Nombre de joailliers américains et européens boycottent désormais les ventes des gemmes extraits des mines de Mogok en Birmanie afin de manifester leur hostilité au régime.

La junte militaire birmane – qui vient de réprimer dans le sang des manifestations de bonzes – ne perd pas le nord pour autant, puisqu’elle organise du 14 au 26 novembre une vente aux enchères de 5 500 lots de pierres précieuses, la cinquième de l’année. Les autorités birmanes espèrent recueillir quelque 200 millions d’euros, selon un responsable de la Myanmar Gems Enterprise (MGE), une compagnie d’Etat. La Birmanie tenait habituellement deux ventes aux enchères par an mais elle en a augmenté la fréquence pour attirer des devises étrangères très convoitées alors que le régime subit un renforcement des sanctions occidentales. Quatre enchères se sont tenues en 2006.

Quelque 2 000 acheteurs étrangers, venant de Chine et de Thaïlande principalement, devraient se bousculer ces jours-ci à Rangoun pour acheter rubis birmans (90 % de la production mondiale), saphirs et jades. Mais les lapidaires américains et européens respectant l’embargo ne devraient pas participer, de près ou de loin à ces ventes, estiment les spécialistes.

La première dame des Etats-Unis, Laura Bush, a appelé quant à elle vendredi 16 novembre à un boycottage mondial des pierres précieuses provenant de Birmanie et à bouder la vente aux enchères, dans un communiqué publié par la Maison Blanche. « Chaque pierre précieuse birmane achetée, taillée, polie et vendue soutient un régime illégitime et répressif », écrit Mme Bush dans le communiqué. « Ceux qui soutiennent la liberté et la justice pour le peuple birman ne devraient pas aider le régime à remplir ses coffres à l’occasion de ce salon de gemmes.

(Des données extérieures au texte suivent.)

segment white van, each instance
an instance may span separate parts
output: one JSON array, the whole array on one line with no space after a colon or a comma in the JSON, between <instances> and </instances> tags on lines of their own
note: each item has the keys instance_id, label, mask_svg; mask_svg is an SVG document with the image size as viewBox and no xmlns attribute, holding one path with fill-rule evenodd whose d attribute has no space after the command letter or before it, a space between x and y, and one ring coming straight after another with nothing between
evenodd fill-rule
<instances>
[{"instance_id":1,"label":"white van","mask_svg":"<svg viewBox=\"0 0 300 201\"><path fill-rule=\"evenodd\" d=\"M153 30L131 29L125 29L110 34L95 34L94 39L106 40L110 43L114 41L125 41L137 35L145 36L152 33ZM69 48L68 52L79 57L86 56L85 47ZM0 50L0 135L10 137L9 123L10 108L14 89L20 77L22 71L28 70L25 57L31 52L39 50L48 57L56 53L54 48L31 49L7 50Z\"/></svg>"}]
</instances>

Je salue (l’association des) Joailliers d’Amérique et leurs membres tels que Tiffany et Cartier pour leur position contre l’importation de pierres précieuses de Birmanie », poursuit-elle. « J’exhorte les autres du secteur, aux Etats-Unis et dans le monde, à rejoindre cette importante décision et à refuser que le commerce des pierres précieuses birmanes soutienne le régime birman », ajoute Mme Bush.

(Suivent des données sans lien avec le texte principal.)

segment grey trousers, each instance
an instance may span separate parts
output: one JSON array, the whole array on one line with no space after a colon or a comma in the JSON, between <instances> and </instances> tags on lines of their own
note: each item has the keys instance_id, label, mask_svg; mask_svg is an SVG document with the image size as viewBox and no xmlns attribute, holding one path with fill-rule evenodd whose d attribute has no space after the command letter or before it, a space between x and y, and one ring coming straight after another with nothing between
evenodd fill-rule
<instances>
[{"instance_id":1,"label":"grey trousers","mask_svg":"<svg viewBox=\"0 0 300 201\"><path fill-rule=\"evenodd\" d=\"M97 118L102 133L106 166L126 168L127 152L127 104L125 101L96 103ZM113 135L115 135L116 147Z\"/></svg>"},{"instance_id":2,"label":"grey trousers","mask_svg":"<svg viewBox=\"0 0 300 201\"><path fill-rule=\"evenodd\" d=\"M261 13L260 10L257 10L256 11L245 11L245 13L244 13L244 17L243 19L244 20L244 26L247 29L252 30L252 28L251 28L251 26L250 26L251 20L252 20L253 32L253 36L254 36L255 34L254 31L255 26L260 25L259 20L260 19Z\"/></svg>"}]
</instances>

La maison Chanel a déclaré quant à elle « avoir décidé jusqu’à nouvel ordre la suspension des achats de rubis en Birmanie ». Cartier et Bulgari ont pris des décisions similaires. Le joaillier américain Tiffany’s n’a pas attendu la dernière vague de répression à Rangoun pour stopper ses achats de pierres birmanes. « Nous avons été parmi les premiers à suivre les recommandations de l’administration américaine qui, dans une note datée du 28 août 2003, invitait à bannir toutes importations de produits birmans. Depuis cette date, le joaillier n’a plus acheté une seule pierre extraite des mines de ce pays », explique Agnès Cromback, présidente de Tiffany’s France. Tiffany’s a néanmoins continué ces dernières années à vendre des rubis birmans en puisant dans son stock de pierres constitué avant 2003.

« Les rubis ou saphirs sertis dans les parures exposées Place Vendôme sont pour la plupart du temps des pierres anciennes, car aujourd’hui il est très rare de trouver dans les mines de Mogok des gemmes de très belle qualité », explique de son côté Héja Garcia-Guillerminet, directeur du laboratoire de gemmologie français de la Chambre de commerce et d’industrie de Paris (CCIP).

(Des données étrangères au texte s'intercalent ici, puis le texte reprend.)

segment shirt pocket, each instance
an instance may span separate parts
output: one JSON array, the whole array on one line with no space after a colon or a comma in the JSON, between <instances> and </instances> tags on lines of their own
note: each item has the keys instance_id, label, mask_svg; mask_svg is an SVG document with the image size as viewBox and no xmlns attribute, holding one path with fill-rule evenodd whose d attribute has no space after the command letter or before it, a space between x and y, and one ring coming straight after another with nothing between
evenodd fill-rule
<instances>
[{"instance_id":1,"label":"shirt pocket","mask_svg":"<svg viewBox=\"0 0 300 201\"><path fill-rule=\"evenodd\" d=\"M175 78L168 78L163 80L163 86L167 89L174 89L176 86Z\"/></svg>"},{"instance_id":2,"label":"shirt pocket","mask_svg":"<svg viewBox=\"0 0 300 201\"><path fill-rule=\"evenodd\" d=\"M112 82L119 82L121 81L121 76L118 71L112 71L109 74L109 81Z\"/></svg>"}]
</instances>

S’il est difficile de déterminer la date d’extraction, un oeil averti parvient toutefois à déterminer l’origine des pierres de couleur extraites actuellement des mines et qui sont taillées et polies en Thaïlande, premier marché mondial de transformation et de commercialisation des pierres de couleur. Pour autant, la traçabilité des pierres reste délicate à établir. Il faut aux laboratoires de gemmologie des analyses très poussées pour déterminer l’origine d’une pierre qui a souvent beaucoup voyagé. Birmans, Thaïlandais, Africains, Malgaches et Colombiens vendent les pierres aux Indiens qui, après les avoir taillées, sont depuis plus de trois générations les principaux négociants de gemmes dans le monde. Pour un lapidaire parisien, le boycott « donne bonne conscience à la profession », mais « derrière, on fait ce qu’on veut ».